Le tableau pour les grands marchés émergents couvre les extrêmes. L’Inde se détache du lot, l’incertitude liée à sa politique économique empruntant une tendance descendante. La formation, par Narendra Modi, d’un gouvernement majoritaire pendant deux élections consécutives – un fait rarissime en Inde – a permis la prise de mesures audacieuses et progressistes en matière de politique économique, ce qui semble plaire à l’électorat indien. Sur ce marché, l’incertitude mesurée s’établit à 32 % au-dessus de la moyenne, soit sensiblement en recul.
Le résultat sans doute le plus étonnant de la recherche de l’EPU est le score actuel de la Chine. Dire que les récentes fluctuations sur ce marché témoignent d’une tendance ascendante serait une grave sous-estimation de la réalité. Pour ce qui est de la progression dans l’indice, la Chine fait bande à part à l’échelle du globe : le taux a pratiquement été multiplié par cinq depuis 2014, et en 2019, il est d’environ 300 % supérieur à la moyenne mondiale – soit nettement plus du double de la moyenne internationale. Pour un pays autoritaire présentant une image de force et déterminé à exercer un contrôle serré – et ayant des incitatifs à le faire –, voilà des chiffres un peu déconcertants…à moins qu’ils soient attribués avec succès à des facteurs extérieurs. Le regain des dernières années coïncide avec les éternelles inquiétudes d’un ralentissement en Chine, des troubles du secteur financier chinois, et des tensions commerciales entre les États-Unis et la Chine. Tout porte à croire que la population chinoise en général suit avec intérêt l’évolution de la situation.
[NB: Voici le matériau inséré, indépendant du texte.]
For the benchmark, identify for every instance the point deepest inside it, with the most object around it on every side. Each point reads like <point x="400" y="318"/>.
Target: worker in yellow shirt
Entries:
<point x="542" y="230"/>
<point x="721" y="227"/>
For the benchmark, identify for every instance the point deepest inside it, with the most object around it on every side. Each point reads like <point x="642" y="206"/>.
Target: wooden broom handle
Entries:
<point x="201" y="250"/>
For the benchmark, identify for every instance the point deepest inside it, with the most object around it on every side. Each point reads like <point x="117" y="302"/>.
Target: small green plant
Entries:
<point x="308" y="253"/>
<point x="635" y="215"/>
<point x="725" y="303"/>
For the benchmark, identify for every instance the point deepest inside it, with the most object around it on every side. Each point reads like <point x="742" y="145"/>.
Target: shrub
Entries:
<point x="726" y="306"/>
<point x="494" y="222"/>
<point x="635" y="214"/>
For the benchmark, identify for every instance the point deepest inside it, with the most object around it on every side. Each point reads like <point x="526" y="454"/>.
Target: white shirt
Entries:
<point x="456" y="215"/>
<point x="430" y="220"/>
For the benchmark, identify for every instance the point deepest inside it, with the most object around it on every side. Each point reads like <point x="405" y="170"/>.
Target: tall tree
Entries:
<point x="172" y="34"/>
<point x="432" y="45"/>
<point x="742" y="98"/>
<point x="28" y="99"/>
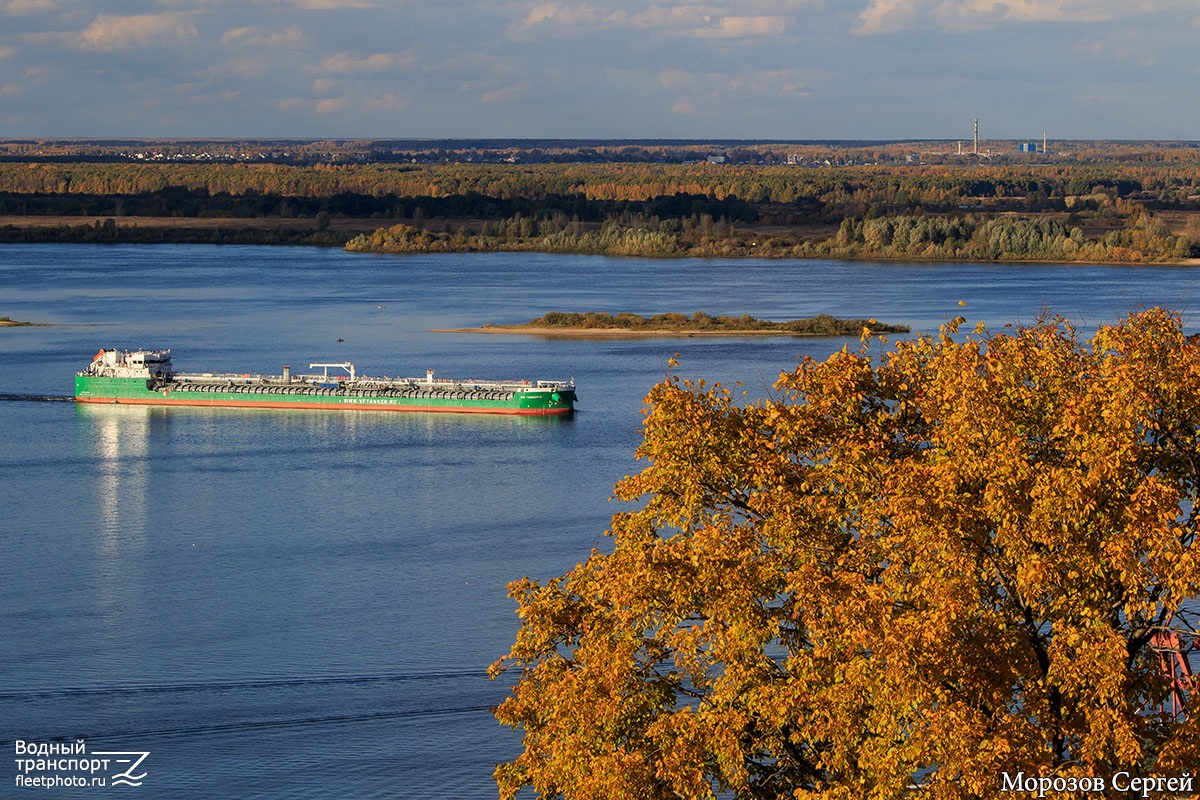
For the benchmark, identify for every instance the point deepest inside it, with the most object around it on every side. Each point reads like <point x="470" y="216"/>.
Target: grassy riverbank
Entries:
<point x="600" y="324"/>
<point x="943" y="238"/>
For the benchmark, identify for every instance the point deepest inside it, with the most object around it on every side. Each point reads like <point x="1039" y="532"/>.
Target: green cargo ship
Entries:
<point x="147" y="378"/>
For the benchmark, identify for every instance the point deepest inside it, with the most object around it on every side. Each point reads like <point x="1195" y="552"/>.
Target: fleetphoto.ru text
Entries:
<point x="54" y="764"/>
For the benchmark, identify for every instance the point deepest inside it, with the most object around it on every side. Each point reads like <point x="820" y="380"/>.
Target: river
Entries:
<point x="304" y="605"/>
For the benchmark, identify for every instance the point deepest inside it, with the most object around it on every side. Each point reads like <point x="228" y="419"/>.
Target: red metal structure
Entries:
<point x="1173" y="660"/>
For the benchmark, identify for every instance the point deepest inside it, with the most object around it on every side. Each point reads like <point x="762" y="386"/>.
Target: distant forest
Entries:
<point x="1141" y="204"/>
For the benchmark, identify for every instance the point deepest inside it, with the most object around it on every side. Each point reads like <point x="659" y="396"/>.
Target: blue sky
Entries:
<point x="610" y="68"/>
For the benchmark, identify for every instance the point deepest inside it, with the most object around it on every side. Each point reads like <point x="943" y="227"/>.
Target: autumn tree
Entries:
<point x="915" y="569"/>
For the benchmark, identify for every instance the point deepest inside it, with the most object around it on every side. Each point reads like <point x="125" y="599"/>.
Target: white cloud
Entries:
<point x="685" y="20"/>
<point x="387" y="102"/>
<point x="330" y="5"/>
<point x="24" y="7"/>
<point x="889" y="16"/>
<point x="742" y="28"/>
<point x="348" y="64"/>
<point x="333" y="104"/>
<point x="289" y="37"/>
<point x="505" y="94"/>
<point x="109" y="32"/>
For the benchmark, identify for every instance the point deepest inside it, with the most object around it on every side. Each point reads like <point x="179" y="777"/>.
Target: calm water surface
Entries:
<point x="303" y="605"/>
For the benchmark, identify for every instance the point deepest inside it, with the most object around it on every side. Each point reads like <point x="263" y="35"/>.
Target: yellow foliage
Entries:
<point x="928" y="566"/>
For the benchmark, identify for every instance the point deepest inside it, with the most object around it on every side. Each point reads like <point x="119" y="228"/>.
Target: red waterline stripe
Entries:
<point x="330" y="407"/>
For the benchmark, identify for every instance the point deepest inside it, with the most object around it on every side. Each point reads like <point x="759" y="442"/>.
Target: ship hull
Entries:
<point x="135" y="391"/>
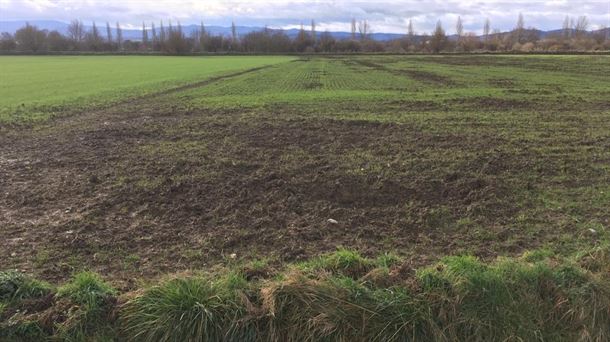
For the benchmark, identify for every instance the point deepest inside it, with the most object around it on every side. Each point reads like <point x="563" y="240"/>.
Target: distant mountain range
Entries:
<point x="136" y="34"/>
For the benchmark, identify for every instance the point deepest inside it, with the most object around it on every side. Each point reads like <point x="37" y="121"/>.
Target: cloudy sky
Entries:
<point x="384" y="16"/>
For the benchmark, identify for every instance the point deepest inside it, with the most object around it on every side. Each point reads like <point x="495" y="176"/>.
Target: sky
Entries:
<point x="383" y="16"/>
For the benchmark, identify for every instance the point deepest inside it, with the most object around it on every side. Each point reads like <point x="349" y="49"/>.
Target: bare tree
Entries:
<point x="364" y="29"/>
<point x="94" y="39"/>
<point x="582" y="23"/>
<point x="486" y="29"/>
<point x="108" y="33"/>
<point x="144" y="36"/>
<point x="566" y="28"/>
<point x="161" y="35"/>
<point x="119" y="36"/>
<point x="153" y="31"/>
<point x="459" y="28"/>
<point x="410" y="32"/>
<point x="520" y="22"/>
<point x="519" y="31"/>
<point x="203" y="37"/>
<point x="439" y="39"/>
<point x="76" y="31"/>
<point x="233" y="34"/>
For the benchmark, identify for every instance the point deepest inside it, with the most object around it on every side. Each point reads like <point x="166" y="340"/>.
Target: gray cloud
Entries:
<point x="384" y="16"/>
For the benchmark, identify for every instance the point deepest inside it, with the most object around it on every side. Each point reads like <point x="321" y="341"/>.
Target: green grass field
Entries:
<point x="337" y="198"/>
<point x="34" y="87"/>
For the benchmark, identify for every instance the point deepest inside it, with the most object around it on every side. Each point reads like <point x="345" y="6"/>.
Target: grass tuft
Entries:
<point x="18" y="286"/>
<point x="189" y="309"/>
<point x="91" y="301"/>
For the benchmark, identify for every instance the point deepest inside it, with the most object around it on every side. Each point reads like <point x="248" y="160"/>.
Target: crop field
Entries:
<point x="36" y="87"/>
<point x="199" y="164"/>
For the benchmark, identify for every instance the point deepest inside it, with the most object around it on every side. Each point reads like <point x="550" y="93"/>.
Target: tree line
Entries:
<point x="171" y="39"/>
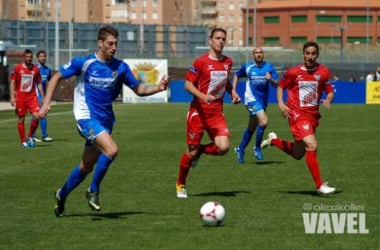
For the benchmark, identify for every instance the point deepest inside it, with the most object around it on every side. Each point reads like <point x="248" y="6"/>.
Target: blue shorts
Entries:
<point x="254" y="107"/>
<point x="91" y="128"/>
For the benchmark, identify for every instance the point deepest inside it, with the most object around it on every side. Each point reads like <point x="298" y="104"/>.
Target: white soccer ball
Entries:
<point x="212" y="213"/>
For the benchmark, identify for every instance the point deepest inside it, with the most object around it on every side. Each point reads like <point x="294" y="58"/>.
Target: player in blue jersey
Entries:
<point x="45" y="73"/>
<point x="100" y="77"/>
<point x="260" y="74"/>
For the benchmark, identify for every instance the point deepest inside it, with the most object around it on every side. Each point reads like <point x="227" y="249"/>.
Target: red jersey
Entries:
<point x="210" y="76"/>
<point x="305" y="88"/>
<point x="26" y="79"/>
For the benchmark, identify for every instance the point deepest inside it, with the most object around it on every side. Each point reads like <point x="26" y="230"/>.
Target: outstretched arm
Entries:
<point x="144" y="90"/>
<point x="49" y="93"/>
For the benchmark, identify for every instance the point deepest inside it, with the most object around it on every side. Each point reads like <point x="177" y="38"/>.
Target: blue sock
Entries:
<point x="43" y="124"/>
<point x="75" y="178"/>
<point x="247" y="135"/>
<point x="259" y="135"/>
<point x="100" y="171"/>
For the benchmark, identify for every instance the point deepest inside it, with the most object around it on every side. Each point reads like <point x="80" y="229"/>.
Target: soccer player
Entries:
<point x="45" y="72"/>
<point x="100" y="77"/>
<point x="260" y="74"/>
<point x="207" y="80"/>
<point x="25" y="77"/>
<point x="305" y="84"/>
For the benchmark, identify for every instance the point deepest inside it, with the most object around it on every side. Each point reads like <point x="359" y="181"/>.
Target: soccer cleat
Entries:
<point x="268" y="142"/>
<point x="30" y="142"/>
<point x="59" y="208"/>
<point x="181" y="191"/>
<point x="239" y="155"/>
<point x="257" y="152"/>
<point x="35" y="139"/>
<point x="324" y="189"/>
<point x="47" y="139"/>
<point x="195" y="160"/>
<point x="93" y="200"/>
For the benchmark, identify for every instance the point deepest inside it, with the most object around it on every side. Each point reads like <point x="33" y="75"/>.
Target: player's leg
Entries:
<point x="194" y="134"/>
<point x="21" y="130"/>
<point x="246" y="138"/>
<point x="219" y="134"/>
<point x="109" y="149"/>
<point x="76" y="176"/>
<point x="262" y="124"/>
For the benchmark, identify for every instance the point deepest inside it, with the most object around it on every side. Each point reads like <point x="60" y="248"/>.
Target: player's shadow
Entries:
<point x="109" y="215"/>
<point x="263" y="163"/>
<point x="222" y="193"/>
<point x="311" y="193"/>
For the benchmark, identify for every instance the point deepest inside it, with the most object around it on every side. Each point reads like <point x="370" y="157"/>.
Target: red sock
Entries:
<point x="285" y="146"/>
<point x="210" y="149"/>
<point x="312" y="163"/>
<point x="33" y="127"/>
<point x="184" y="168"/>
<point x="21" y="131"/>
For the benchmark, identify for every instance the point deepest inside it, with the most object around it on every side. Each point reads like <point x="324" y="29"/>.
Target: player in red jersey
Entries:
<point x="305" y="84"/>
<point x="25" y="77"/>
<point x="207" y="80"/>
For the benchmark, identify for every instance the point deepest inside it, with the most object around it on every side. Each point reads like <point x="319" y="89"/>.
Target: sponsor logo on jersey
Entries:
<point x="193" y="69"/>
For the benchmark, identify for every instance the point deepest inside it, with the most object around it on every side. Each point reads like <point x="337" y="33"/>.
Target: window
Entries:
<point x="231" y="18"/>
<point x="298" y="39"/>
<point x="114" y="2"/>
<point x="359" y="19"/>
<point x="155" y="15"/>
<point x="299" y="19"/>
<point x="328" y="19"/>
<point x="360" y="39"/>
<point x="271" y="19"/>
<point x="271" y="40"/>
<point x="34" y="2"/>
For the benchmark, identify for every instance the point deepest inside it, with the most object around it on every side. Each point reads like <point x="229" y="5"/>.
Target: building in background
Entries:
<point x="210" y="13"/>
Les nouvelles d’un regain de l’incertitude ne sont pas surprenantes, mais la vitesse à laquelle le changement s’opère et le niveau actuel de l’incertitude mesurée sont, pris globalement, renversants. Il n’est pas étonnant que les investisseurs dans des actifs commerciaux matériels – comme des usines ainsi que de l’équipement et de la machinerie – attendent une conjoncture plus favorable avant de délier les cordons de leur bourse. Il semble que ce soit le cas chez les nations les mieux nanties mais anxieuses de l’Organisation de coopération et de développement économiques (l’OCDE), et aussi de manière plus spectaculaire pour les locomotives économiques sur les marchés émergents.
Conclusion?
Au moment même où nous pensions que les chocs étaient monnaie courante, l’incertitude s’accentue à un niveau alarmant – et les exportations mondiales et l’investissement commercial à l’échelle du globe en font les frais. Seul le temps nous dira si nous pourrons retrouver nos esprits et inverser la tendance.